The striking doctors, clinical officers, nurses, lab technologists and pharmacists are demanding implementation of what they claimed were stalled promotions since 2016.
There were fears of an increase in the spread of the Covid-19 disease as medics manning the isolation units in the two facilities failed to report to work.
Currently, one suspected Covid-19 case is isolated at Kisumu County Referral Hospital while six cases are at Jaramogi Odinga Hospital.
But Kisumu Governor Anyang' Nyong'o implored striking health workers to uphold their Hippocratic oath and return to work amid mass withdrawal of patients from public hospitals.
Prof Nyong'o said a bigger percentage of the workers' demands had been addressed by and called on the medics to be patient as the remaining issues were being sorted out.
"This is not the time to abandon patients, given the health challenges posed by the Covid-19 pandemic," Prof Nyong'o said as he raced against time to end the strike.

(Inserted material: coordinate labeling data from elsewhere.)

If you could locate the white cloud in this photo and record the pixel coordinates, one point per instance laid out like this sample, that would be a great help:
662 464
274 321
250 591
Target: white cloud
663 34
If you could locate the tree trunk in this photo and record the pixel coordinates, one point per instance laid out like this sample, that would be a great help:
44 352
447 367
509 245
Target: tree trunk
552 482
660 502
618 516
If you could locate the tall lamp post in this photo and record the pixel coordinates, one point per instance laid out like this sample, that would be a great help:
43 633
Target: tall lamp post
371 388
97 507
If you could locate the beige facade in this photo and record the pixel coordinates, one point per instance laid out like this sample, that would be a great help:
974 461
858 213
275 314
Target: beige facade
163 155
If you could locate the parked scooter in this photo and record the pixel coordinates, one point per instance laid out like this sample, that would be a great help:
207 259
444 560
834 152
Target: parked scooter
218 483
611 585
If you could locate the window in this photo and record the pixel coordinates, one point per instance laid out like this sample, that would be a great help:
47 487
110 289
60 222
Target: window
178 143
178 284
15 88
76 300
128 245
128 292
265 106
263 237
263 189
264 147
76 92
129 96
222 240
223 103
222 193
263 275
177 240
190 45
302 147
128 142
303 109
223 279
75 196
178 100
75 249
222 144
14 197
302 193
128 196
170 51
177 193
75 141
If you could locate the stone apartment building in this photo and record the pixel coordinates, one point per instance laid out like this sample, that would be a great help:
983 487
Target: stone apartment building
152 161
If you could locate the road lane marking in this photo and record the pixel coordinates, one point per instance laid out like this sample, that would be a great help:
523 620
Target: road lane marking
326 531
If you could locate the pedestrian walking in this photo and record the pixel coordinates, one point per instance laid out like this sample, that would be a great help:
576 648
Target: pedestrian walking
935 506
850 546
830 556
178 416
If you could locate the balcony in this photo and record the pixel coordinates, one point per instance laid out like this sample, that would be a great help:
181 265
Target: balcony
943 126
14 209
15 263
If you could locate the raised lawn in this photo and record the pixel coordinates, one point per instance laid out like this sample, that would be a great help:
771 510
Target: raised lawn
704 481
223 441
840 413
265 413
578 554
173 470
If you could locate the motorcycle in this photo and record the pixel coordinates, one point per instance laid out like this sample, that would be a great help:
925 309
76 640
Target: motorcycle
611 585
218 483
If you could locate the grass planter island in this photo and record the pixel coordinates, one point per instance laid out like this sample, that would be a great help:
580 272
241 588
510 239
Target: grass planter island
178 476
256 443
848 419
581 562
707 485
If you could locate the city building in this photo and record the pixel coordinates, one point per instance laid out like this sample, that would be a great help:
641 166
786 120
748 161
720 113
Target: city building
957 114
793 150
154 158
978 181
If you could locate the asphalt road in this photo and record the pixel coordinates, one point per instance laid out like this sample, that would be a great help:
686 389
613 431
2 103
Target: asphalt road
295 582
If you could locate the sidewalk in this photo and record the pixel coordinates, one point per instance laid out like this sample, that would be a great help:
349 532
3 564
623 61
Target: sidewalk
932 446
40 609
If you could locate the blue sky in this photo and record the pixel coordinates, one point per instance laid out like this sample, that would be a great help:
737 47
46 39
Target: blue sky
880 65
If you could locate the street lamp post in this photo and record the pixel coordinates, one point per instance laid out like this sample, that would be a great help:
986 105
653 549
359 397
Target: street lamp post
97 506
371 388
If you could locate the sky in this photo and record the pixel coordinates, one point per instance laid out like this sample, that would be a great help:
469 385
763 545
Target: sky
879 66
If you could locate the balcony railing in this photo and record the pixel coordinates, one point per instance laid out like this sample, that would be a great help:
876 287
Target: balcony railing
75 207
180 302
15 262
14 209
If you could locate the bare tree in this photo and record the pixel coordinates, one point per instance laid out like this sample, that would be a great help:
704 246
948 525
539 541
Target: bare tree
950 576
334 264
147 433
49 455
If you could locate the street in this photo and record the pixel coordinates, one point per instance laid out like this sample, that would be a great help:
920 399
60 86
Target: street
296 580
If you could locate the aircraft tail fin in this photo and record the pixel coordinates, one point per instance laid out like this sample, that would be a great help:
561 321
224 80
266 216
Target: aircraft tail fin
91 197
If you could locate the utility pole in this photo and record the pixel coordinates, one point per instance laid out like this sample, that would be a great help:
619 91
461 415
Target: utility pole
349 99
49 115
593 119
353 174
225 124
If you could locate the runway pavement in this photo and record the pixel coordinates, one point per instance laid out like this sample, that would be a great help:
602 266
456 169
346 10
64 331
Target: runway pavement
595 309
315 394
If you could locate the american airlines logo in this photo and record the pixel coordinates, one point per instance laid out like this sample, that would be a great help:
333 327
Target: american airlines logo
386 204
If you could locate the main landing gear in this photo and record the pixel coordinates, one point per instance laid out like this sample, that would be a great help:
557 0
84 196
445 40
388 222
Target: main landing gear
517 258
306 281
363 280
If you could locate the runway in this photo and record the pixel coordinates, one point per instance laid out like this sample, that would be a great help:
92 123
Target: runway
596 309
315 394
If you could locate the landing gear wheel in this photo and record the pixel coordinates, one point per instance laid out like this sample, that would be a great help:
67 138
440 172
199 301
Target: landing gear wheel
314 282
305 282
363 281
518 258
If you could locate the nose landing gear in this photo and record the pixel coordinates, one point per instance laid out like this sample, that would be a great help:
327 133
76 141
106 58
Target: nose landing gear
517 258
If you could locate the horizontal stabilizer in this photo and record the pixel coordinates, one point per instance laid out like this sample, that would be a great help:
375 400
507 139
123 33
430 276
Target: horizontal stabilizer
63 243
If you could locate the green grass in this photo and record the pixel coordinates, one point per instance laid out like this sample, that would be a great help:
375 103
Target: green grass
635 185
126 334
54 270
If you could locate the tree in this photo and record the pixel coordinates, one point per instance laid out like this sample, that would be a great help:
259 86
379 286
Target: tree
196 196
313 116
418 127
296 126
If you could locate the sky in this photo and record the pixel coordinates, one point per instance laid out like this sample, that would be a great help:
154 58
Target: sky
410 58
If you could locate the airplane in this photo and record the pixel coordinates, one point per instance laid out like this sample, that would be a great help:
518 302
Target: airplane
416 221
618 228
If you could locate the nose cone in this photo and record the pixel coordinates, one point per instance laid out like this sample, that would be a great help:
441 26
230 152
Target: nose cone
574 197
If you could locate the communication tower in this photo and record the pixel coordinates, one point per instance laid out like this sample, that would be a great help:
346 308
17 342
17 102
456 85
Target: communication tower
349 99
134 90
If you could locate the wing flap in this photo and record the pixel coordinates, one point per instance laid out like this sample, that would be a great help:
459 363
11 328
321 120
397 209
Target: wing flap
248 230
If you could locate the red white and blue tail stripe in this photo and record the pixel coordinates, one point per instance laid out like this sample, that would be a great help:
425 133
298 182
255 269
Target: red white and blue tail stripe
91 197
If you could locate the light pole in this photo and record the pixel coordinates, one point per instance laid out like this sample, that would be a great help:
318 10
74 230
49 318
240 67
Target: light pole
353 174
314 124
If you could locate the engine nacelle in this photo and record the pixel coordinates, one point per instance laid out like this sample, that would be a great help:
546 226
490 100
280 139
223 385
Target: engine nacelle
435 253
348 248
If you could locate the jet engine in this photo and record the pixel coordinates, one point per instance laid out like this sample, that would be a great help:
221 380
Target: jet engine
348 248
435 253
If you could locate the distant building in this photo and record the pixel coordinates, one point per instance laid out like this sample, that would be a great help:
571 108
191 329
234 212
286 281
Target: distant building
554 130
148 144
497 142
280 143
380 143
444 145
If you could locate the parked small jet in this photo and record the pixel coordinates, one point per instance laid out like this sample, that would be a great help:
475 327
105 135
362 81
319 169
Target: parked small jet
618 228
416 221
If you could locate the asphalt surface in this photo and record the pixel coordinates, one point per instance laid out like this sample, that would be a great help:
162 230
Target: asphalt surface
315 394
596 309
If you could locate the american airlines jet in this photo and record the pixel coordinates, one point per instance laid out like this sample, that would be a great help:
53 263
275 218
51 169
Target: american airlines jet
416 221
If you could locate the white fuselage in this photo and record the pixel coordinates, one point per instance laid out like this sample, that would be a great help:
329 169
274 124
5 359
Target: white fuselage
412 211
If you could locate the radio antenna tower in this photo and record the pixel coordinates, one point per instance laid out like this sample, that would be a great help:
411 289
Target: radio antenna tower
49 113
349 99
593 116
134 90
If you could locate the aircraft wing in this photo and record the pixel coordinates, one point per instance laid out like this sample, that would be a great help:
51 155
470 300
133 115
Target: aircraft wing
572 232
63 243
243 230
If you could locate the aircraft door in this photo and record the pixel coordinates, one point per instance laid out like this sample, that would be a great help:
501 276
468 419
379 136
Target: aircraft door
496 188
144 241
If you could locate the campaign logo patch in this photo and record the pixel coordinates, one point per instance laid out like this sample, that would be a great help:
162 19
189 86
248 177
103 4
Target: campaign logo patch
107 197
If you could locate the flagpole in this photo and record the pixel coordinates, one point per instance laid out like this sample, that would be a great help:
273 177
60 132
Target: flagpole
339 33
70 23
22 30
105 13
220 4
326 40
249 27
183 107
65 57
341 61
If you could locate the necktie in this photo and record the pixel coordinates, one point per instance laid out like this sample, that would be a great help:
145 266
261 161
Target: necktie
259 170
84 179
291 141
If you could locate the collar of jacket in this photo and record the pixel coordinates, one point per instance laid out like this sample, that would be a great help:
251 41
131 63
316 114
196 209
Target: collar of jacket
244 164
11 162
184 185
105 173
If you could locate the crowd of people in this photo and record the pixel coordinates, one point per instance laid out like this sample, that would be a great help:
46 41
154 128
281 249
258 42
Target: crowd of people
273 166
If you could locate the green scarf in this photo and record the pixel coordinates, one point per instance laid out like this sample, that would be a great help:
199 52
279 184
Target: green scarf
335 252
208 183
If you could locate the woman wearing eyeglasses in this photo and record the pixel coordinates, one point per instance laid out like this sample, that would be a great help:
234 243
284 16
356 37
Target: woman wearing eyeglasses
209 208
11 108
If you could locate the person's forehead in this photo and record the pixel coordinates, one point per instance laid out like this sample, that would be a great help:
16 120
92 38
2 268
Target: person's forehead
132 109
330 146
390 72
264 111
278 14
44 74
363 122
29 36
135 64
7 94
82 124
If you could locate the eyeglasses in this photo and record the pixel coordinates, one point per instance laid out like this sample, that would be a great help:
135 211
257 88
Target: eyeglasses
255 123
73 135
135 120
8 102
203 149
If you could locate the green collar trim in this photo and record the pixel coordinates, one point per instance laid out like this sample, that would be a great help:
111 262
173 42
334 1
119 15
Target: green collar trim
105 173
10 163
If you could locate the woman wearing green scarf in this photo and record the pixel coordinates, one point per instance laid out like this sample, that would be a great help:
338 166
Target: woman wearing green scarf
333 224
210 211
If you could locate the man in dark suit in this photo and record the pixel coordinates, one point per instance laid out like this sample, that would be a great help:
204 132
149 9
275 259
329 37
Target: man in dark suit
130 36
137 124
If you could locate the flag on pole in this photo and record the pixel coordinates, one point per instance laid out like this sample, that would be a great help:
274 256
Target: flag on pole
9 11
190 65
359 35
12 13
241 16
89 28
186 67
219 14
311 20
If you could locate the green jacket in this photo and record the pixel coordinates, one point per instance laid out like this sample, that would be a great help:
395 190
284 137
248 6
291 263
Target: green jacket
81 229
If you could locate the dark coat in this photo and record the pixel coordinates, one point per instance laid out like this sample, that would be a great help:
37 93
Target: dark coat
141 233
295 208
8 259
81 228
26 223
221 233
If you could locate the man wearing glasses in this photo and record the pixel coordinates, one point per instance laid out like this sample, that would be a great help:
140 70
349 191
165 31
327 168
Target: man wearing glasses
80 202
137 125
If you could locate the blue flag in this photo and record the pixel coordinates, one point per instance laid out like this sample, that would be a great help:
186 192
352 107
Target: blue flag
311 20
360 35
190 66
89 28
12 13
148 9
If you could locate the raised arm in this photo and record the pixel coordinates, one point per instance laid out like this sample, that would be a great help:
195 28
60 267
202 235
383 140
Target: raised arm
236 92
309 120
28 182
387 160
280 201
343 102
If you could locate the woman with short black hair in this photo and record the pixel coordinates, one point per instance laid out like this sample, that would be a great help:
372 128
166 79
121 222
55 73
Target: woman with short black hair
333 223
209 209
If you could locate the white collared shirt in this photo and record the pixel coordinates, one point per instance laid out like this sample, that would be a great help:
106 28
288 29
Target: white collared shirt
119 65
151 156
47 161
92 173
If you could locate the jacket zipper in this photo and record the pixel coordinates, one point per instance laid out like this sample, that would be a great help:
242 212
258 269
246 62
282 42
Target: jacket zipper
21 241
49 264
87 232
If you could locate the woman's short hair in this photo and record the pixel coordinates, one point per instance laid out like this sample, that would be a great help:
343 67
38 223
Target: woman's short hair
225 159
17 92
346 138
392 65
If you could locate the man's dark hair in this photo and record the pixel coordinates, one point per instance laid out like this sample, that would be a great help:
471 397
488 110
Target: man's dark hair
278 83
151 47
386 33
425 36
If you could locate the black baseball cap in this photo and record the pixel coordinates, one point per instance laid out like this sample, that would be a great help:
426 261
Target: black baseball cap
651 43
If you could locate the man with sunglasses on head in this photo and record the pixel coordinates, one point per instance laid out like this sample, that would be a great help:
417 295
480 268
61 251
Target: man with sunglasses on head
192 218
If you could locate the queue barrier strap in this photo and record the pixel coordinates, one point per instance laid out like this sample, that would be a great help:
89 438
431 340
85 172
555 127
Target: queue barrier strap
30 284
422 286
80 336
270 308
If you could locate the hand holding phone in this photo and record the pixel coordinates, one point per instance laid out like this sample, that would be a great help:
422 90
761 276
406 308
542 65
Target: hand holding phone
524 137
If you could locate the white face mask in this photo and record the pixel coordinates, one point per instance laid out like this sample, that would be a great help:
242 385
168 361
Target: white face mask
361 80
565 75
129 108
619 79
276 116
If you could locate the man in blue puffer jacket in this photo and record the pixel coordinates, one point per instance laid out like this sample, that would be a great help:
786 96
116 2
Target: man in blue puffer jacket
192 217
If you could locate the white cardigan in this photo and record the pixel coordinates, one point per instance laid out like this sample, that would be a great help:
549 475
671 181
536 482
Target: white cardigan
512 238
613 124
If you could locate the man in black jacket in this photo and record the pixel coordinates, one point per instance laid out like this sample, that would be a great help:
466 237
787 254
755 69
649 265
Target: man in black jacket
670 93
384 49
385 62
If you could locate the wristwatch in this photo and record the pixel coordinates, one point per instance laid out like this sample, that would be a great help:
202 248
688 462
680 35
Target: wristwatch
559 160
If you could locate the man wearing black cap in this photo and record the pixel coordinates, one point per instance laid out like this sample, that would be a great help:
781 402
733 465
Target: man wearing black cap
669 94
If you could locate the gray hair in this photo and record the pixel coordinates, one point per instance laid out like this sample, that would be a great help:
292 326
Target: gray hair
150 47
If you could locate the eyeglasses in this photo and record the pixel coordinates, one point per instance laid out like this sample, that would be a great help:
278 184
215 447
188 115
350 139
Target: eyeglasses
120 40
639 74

But, while announcing the strike, Kenya Union of Nurses, Kenya Union of Clinical Officers and Kenya Union Medical Laboratory Officers vowed to stay home until all their demands are met.
The KNUN Organising Secretary Maurice Opetu Opetu said a huge number of healthcare workers who have been in the workforce have never been promoted.
“We raised the complaints, but nothing has been done by our employer,” Opetu said.
The clinical workers union branch chairman Vincent Owaa also said they will not resume work until all pending allowances were paid.